Google’s LightweightMMM and Meta’s Robyn are two main open-source automated Marketing Mix Modeling tools both aiming to democratize econometrics and marketing science. They share the same goal, but their approach, implementation, and overall paradigms are rather different from each other.
In this article, we present a comparison and breakdown of the two tools regarding different aspects such as implementation, modeling, optimization, documentation, and community. At the time of writing, the stable versions of the libraries are 0.1.6 for LightweightMMM and 3.7.2 for Robyn.
First Things First: License
Despite being used interchangeably at times, the term “open source” does not always mean “free”. However, in the case of LightweightMMM and Robyn, such equivalence holds. Both of these libraries have licenses that allow modification, distribution, private use as well as commercial use. One difference is that Robyn has the MIT License which does not restrict trademark use while LightweightMMM has the Apache License 2.0 which does. Robyn seems to be more open to external contributors as they have a separate section about how to contribute to the codebase in their documentation which LightweightMMM does not have. Overall, both of these libraries are free (as in “free sandwich”) and free (as in “free speech”), embracing the open source mindset.
Diving In: Implementation Details
Google’s LightweightMMM is a super-easy-to-install Python library built on Google’s new machine learning framework JAX. Since the release of their famous TensorFlow framework in 2015, Google has been at the forefront of open-source machine learning and data science.
Proportion of publications that use TensorFlow vs. PyTorch 
But due to various reasons (including serious design flaws), TensorFlow has clearly been losing to its competitor: PyTorch from Meta. This led Google to start the race from scratch (dropping TensorFlow somewhat slowly and silently) by introducing JAX and developing their own new tools such as LightweightMMM with this new framework. In fact, Meta’s PyTorch framework has had such a significant influence in the data science field that LightweightMMM’s probability distribution module heavily relies on the framework Numpyro which states in its documentation: “the design of the distributions module largely follows from PyTorch”.
Meta’s Robyn is a library implemented in the R programming language and requires a Python installation on the side, therefore making it difficult to install, maintain, or deploy as software. The R portion relies on Meta’s forecasting library Prophet, and the optimization module utilizes the Python library Nevergrad, also developed by Meta. It’s somewhat unclear why Robyn was developed in R as Prophet has a Python implementation as well.
One advantage of LightweightMMM over Robyn is that, if available, it can utilize GPU hardware to speed up the model training significantly thanks to its JAX framework. In contrast, Robyn’s optimization module, Nevergrad, implements such optimization techniques that make it embarrassingly easy to parallelize the computation in order to speed up the process, which is precisely what Robyn does (more on optimization later).

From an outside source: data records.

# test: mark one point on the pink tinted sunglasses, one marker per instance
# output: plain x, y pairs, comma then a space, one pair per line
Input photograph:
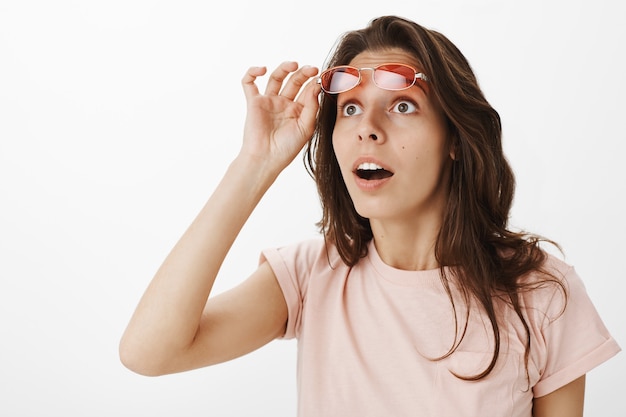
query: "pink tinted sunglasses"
394, 77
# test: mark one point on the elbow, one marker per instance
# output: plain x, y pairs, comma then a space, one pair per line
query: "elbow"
138, 360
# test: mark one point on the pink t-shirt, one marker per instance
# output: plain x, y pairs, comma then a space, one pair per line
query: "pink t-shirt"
368, 336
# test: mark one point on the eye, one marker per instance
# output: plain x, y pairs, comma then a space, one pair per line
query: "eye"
350, 109
404, 106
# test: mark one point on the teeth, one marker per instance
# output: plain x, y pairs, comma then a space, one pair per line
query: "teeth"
369, 166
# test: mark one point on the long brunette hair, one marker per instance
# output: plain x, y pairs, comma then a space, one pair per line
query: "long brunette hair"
486, 258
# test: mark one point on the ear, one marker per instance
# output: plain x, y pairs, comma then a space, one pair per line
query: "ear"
453, 150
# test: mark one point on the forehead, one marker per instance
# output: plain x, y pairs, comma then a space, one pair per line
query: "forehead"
374, 58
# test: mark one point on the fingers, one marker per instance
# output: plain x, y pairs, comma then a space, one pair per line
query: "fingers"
290, 88
297, 80
249, 87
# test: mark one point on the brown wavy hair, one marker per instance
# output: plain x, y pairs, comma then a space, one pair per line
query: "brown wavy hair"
486, 258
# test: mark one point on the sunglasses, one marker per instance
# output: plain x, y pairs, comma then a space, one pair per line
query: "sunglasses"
394, 77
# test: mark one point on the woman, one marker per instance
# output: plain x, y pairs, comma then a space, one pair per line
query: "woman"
418, 300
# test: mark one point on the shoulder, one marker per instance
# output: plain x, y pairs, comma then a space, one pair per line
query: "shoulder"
304, 253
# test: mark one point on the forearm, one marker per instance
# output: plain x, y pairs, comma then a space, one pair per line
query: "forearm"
167, 317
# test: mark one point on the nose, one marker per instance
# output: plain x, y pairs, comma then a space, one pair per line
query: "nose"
369, 129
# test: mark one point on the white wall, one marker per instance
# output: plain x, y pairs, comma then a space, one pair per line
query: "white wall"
117, 118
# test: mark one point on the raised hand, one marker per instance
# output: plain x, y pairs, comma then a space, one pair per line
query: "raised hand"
281, 121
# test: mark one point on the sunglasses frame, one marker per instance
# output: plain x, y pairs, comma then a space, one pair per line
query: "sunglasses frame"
418, 76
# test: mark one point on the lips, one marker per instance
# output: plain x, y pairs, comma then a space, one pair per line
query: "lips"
371, 171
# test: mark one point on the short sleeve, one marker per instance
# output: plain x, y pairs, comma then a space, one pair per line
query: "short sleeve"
292, 266
574, 338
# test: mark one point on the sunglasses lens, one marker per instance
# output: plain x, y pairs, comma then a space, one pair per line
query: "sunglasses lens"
394, 77
339, 79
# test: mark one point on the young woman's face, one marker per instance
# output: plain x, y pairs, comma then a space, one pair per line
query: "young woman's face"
392, 147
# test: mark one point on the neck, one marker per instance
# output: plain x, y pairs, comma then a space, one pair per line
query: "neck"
407, 246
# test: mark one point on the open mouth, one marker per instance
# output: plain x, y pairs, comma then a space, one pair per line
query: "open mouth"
370, 171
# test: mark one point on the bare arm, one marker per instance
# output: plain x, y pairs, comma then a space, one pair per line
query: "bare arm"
176, 326
567, 401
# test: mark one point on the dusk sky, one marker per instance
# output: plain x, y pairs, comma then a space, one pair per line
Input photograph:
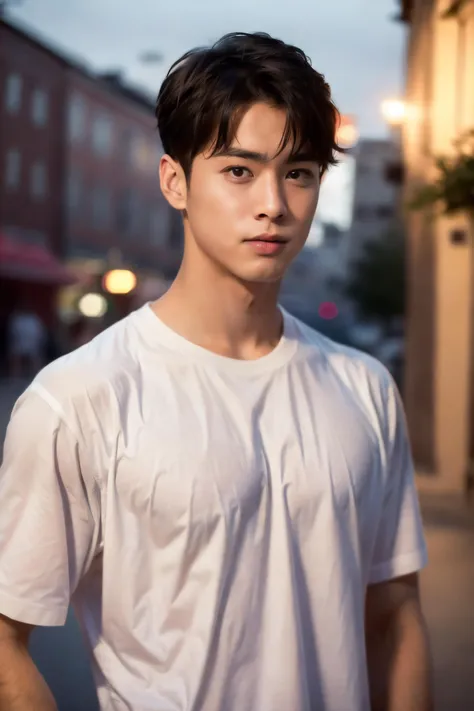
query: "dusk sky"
355, 43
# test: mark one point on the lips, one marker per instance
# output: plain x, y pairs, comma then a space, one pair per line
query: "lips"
267, 245
276, 239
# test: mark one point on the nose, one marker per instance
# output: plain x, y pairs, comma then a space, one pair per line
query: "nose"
271, 201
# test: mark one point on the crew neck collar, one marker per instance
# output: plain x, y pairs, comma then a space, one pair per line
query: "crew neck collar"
159, 333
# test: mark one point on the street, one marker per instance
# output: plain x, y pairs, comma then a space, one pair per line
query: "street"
448, 596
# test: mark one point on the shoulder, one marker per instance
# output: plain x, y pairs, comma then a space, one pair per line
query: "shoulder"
83, 386
363, 378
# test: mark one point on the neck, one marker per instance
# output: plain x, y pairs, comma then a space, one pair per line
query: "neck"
217, 311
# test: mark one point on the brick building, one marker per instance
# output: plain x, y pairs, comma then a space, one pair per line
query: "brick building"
79, 154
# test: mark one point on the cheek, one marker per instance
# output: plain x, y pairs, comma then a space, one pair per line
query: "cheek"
212, 208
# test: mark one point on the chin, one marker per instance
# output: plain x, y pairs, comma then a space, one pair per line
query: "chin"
267, 274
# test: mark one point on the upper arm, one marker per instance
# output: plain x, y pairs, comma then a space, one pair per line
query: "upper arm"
399, 546
14, 631
49, 523
389, 599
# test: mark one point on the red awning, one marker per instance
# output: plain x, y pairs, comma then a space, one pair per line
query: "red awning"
32, 263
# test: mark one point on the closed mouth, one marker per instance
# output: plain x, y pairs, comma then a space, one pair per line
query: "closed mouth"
275, 240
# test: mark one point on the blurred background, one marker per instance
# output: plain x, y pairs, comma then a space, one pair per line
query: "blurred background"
85, 235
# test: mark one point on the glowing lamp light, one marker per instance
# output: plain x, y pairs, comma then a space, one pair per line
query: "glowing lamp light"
93, 305
120, 281
328, 310
347, 133
394, 111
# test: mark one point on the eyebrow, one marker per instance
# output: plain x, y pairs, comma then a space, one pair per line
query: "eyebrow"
233, 152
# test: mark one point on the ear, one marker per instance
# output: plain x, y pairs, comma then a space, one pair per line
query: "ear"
173, 182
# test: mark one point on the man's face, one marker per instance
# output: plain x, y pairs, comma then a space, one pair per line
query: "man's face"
249, 210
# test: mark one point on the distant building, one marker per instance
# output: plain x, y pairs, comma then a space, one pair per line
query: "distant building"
439, 392
79, 156
376, 194
112, 196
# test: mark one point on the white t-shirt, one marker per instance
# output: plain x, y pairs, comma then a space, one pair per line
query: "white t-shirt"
215, 522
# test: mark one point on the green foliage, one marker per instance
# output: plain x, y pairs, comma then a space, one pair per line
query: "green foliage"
454, 9
453, 187
377, 282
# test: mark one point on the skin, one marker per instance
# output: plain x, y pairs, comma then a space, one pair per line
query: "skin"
227, 200
225, 299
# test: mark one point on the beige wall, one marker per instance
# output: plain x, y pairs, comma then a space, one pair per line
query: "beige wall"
440, 94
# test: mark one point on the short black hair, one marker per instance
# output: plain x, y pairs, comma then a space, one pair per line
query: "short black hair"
207, 91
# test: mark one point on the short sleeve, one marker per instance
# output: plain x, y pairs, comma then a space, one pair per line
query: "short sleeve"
400, 547
50, 514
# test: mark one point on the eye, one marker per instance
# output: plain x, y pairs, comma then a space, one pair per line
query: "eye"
301, 174
238, 171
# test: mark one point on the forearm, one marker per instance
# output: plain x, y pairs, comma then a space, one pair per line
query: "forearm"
400, 666
22, 688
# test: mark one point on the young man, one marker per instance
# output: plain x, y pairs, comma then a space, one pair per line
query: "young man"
226, 496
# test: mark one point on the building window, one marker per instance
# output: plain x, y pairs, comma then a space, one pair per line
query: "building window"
74, 192
102, 135
362, 212
13, 91
13, 170
129, 214
76, 118
39, 107
159, 225
39, 186
100, 207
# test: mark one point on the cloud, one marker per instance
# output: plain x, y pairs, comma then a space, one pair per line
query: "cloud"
353, 42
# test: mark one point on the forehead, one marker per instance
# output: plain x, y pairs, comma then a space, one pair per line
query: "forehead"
261, 129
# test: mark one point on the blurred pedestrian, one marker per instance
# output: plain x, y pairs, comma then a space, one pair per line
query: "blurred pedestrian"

The way LightweightMMM and Robyn approach MMM is rather different. Robyn takes a frequentist approach (opposed to Bayesian) and models the marketing phenomena essentially as a “curve fitting” problem using the Prophet library.
There are certain confusions in the MMM community because Prophet might be using some Bayesian methods (e.g. MCMC) to estimate uncertainty bands, but in essence, it does not employ a purely Bayesian approach when modeling time series. It is a specific implementation of a GAM (Generalized Additive Model) where time series are assumed to be made of additive components such as trend, seasonality, holidays, and noise. One of the main advantages of using the Prophet library is that it already provides holidays for numerous countries which can be directly used for modeling.
Frequentists think in terms of cost functions and Bayesians think in terms of priors.
At this point, a completely valid question would be: If we know that marketing is a non-linear phenomenon (e.g. law of diminishing returns) then why do we use a linear model? The answer is we stick to the linear model to keep the benefits mentioned above but we transform the input data with certain non-linear transformations (saturation curves, adstock, etc.) to be able to capture the non-linearities of the domain. All of this can easily be seen in the Ridge Regression formula in Robyn’s documentation:
LightweightMMM approaches the problem in a purely probabilistic way with Bayesian modeling. In the Bayesian paradigm, rather than thinking in terms of point observations or point estimates, everything is modeled as probability distributions. The main advantage of this method is that the users can incorporate their past experiences or expectations as priors. Another advantage of the Bayesian approach is that uncertainty estimates indeed have true probabilistic interpretations which can be thought of as measures of risk. Bayesian modeling, in theory, enables users to incorporate their domain knowledge as prior probabilities.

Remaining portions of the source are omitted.